I think my favorite thing about Lemmy is that it feels like Reddit used to. Less negativity, more engaged users (I think). I know it will be fun to watch Reddit die, but if I put spite aside what I’m really mad at Reddit about is more about what Reddit became and maybe part of that is when the general internet user started going to Reddit and it became less like the small community it was years ago. Feel free to disagree or share an argument 😉
It is WEIRD how much I feel like I’ve been here before.
My first days on the internet were around the time that both email lists, and IRC chat, were popular. IRC chat was a bit more centralized than this perhaps in management, but in many ways the concepts were similar: multiple servers, interlinked, and if the admin of one server had a problem with the admin of another, they could delink from each other. IRC, a protocol that was popular 30 years ago and has been largely dead for at least 10, was basically the OG fediverse of instant messaging.

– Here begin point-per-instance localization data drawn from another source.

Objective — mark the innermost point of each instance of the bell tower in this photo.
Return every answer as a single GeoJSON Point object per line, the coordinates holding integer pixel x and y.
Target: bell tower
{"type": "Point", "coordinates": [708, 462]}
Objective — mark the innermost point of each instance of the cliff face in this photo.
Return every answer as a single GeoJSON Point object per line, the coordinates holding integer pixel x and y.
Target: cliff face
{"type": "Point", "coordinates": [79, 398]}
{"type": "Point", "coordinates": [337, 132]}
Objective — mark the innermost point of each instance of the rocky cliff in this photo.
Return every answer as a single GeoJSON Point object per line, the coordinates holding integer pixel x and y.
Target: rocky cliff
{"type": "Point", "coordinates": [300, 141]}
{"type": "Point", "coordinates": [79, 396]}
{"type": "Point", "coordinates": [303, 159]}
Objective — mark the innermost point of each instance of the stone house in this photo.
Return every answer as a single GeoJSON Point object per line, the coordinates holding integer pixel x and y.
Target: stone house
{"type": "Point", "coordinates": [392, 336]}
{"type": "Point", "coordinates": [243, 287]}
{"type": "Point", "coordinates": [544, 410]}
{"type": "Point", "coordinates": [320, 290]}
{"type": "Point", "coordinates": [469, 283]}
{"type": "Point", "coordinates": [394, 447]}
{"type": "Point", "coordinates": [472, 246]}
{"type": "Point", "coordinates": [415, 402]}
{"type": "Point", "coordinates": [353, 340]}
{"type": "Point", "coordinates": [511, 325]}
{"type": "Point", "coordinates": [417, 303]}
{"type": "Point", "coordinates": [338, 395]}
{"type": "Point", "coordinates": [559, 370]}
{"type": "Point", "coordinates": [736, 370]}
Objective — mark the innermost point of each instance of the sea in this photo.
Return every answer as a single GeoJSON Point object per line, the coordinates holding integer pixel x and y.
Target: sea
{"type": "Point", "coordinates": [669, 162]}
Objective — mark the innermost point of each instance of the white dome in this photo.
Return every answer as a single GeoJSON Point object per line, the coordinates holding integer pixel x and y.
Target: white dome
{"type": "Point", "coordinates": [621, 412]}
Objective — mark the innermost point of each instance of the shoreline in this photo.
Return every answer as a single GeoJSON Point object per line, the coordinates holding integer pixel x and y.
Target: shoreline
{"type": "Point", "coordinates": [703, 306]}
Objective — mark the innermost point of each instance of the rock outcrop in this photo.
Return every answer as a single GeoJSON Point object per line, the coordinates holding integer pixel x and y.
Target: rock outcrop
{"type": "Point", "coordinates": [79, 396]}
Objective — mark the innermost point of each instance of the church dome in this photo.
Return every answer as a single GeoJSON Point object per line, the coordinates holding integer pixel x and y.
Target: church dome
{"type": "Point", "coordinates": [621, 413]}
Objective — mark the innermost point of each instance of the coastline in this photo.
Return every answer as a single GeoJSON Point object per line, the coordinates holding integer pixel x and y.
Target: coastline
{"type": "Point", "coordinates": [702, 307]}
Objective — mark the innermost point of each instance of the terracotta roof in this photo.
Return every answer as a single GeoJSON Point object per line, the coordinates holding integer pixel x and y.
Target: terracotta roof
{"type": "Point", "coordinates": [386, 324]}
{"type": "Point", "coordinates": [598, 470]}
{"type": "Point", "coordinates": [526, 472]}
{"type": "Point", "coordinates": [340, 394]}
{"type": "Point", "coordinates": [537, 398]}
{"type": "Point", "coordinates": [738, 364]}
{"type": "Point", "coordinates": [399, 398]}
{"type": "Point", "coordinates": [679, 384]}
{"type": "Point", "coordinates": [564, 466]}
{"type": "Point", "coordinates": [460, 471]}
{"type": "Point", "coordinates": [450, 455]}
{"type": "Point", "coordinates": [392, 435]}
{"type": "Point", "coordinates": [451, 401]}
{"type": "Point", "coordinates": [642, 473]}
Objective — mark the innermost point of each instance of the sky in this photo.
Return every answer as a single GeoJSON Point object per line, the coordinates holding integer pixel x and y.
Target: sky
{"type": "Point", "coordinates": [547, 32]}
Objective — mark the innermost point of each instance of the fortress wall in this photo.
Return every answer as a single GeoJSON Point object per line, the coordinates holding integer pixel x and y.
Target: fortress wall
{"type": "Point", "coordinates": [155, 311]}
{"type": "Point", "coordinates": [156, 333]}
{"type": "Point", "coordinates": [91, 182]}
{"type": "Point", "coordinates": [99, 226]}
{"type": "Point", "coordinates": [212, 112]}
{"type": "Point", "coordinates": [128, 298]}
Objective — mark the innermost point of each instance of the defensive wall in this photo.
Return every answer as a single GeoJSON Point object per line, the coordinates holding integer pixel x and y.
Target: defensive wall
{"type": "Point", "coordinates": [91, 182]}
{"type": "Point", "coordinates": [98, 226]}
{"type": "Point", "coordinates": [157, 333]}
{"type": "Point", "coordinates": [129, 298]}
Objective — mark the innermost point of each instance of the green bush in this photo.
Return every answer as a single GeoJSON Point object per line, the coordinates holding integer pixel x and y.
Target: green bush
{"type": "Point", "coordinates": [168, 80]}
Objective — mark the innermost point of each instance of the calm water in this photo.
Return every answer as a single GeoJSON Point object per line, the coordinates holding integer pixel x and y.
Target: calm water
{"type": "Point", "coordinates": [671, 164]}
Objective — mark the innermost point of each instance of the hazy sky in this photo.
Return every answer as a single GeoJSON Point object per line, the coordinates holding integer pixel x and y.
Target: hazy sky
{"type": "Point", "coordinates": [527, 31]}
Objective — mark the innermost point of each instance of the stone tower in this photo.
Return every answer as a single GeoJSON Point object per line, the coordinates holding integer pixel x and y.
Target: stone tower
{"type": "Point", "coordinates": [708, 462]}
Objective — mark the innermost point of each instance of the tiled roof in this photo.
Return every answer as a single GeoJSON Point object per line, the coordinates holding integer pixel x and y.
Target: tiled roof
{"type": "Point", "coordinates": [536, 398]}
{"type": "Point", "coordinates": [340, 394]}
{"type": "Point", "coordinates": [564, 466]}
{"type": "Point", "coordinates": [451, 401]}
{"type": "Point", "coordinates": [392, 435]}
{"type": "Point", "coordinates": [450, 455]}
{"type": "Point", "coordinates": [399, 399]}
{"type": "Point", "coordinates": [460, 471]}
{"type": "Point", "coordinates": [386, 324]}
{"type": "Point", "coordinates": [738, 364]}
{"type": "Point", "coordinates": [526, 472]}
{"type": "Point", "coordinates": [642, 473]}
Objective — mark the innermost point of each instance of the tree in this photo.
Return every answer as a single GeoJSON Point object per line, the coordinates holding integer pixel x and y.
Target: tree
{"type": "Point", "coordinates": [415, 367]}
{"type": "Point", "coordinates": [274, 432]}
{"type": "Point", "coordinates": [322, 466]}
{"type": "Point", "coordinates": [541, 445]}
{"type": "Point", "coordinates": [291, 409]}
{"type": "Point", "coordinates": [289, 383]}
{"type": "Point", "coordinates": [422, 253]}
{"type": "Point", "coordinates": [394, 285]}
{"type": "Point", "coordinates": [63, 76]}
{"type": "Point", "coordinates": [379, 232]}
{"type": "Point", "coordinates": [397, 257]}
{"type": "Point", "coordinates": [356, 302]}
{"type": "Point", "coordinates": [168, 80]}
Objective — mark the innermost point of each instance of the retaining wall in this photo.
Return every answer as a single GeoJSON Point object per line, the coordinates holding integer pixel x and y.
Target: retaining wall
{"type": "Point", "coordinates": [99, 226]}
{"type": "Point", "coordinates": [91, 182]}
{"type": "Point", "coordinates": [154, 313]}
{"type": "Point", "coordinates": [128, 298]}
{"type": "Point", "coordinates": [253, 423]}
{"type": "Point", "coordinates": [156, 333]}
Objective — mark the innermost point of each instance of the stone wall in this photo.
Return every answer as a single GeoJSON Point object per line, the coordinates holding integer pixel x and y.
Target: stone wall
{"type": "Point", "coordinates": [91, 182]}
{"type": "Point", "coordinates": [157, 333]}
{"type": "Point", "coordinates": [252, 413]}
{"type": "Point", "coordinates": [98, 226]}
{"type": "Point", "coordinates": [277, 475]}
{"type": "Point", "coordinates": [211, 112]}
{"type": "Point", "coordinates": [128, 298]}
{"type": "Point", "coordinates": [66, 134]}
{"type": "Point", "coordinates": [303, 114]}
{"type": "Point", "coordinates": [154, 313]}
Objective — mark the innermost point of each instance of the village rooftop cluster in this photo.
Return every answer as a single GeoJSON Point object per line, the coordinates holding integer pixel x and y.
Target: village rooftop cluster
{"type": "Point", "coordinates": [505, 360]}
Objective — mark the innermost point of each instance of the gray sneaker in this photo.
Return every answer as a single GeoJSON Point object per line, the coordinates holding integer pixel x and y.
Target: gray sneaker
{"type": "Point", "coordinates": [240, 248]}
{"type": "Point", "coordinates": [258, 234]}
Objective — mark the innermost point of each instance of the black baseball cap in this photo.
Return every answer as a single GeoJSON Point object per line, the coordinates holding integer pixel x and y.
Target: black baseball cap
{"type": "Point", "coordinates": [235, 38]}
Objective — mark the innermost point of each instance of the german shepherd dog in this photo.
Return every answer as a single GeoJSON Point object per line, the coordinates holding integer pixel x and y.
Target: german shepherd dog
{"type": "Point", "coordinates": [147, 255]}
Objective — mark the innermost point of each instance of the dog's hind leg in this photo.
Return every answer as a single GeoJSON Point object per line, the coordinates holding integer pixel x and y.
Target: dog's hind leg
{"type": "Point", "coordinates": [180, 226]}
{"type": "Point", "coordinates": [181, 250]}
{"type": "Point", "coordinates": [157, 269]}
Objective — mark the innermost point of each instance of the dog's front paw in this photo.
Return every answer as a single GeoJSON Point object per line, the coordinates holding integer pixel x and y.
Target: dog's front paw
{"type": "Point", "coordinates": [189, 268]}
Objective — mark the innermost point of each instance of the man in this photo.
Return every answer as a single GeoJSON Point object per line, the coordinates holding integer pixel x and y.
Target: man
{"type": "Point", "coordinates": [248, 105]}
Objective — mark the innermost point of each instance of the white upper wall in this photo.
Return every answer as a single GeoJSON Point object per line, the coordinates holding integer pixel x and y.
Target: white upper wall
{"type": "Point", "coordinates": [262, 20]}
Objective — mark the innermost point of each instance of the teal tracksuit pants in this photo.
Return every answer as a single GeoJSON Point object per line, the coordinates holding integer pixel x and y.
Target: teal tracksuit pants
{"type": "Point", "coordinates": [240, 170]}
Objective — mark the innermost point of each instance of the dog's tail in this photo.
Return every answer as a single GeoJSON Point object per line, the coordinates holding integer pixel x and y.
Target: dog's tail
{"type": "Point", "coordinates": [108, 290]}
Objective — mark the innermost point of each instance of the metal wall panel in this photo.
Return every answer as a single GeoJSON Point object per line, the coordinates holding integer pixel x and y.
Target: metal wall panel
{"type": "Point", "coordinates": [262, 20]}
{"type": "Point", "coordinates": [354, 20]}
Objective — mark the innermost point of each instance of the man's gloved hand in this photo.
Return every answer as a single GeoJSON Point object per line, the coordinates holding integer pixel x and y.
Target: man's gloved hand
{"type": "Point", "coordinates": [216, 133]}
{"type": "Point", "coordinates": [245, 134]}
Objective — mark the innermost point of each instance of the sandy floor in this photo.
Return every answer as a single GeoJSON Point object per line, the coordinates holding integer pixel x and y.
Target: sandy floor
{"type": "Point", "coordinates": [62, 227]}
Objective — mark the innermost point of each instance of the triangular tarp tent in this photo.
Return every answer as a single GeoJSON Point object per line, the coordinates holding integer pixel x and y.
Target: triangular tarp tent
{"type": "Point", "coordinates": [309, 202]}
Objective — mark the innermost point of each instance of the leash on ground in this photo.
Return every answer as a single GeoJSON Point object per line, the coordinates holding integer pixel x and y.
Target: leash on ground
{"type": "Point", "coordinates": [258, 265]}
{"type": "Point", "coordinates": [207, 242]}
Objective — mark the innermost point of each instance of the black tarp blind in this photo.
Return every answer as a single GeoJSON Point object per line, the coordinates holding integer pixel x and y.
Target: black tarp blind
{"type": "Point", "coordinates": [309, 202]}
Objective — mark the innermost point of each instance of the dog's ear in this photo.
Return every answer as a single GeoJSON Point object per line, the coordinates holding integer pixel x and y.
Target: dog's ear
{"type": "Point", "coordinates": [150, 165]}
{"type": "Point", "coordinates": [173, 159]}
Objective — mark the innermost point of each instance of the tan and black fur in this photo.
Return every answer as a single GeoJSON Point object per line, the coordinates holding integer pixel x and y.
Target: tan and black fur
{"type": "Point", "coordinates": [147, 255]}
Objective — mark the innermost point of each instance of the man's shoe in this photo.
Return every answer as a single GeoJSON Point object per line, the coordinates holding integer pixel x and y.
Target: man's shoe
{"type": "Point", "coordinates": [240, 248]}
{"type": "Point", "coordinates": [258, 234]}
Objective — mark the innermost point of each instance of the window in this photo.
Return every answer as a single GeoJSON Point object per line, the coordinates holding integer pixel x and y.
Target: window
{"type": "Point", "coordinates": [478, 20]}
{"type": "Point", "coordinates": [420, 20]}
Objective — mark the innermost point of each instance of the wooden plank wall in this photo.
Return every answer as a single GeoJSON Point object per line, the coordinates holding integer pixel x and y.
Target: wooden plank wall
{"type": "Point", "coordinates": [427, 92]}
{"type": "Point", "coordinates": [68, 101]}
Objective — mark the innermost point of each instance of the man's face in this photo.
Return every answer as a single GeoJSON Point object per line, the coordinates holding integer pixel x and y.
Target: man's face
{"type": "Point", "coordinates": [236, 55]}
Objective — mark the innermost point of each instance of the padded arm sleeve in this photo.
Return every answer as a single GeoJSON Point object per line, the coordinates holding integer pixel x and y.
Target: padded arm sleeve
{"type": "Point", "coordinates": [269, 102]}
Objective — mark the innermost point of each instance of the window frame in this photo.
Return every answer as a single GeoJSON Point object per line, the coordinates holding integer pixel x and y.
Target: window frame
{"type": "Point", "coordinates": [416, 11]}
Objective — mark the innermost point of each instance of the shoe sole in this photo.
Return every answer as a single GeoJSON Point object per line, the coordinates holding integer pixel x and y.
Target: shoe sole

Anyways, there’s a massive amount of promise with this. It’s more or less what Reddit was originally meant to be: Each team fully in charge of their own subreddit, and Reddit admins only there to make sure that each subreddit played nice with each other subreddit. In a fediverse context, it’s almost exactly the same, except the responsibility for cutting off subreddits that don’t play nice lies with the managers of each “subreddit” (instance).
I realize that instances are not magazines and so on, and this analogy has technologically weak comparisons, but I think the principle works.
I do think that we will start to see communities getting their own hosted instances. A light novel/manga I read has an entire instance devoted to communities about the series, and I’ve seen some chatter in the selfhosted community about making an instance for selfhosted/datahoarders/FOSS in general, though we’ll see if that actually pans out.
I really like the model of a community of communities being in containerized into one shared, dedicated instance.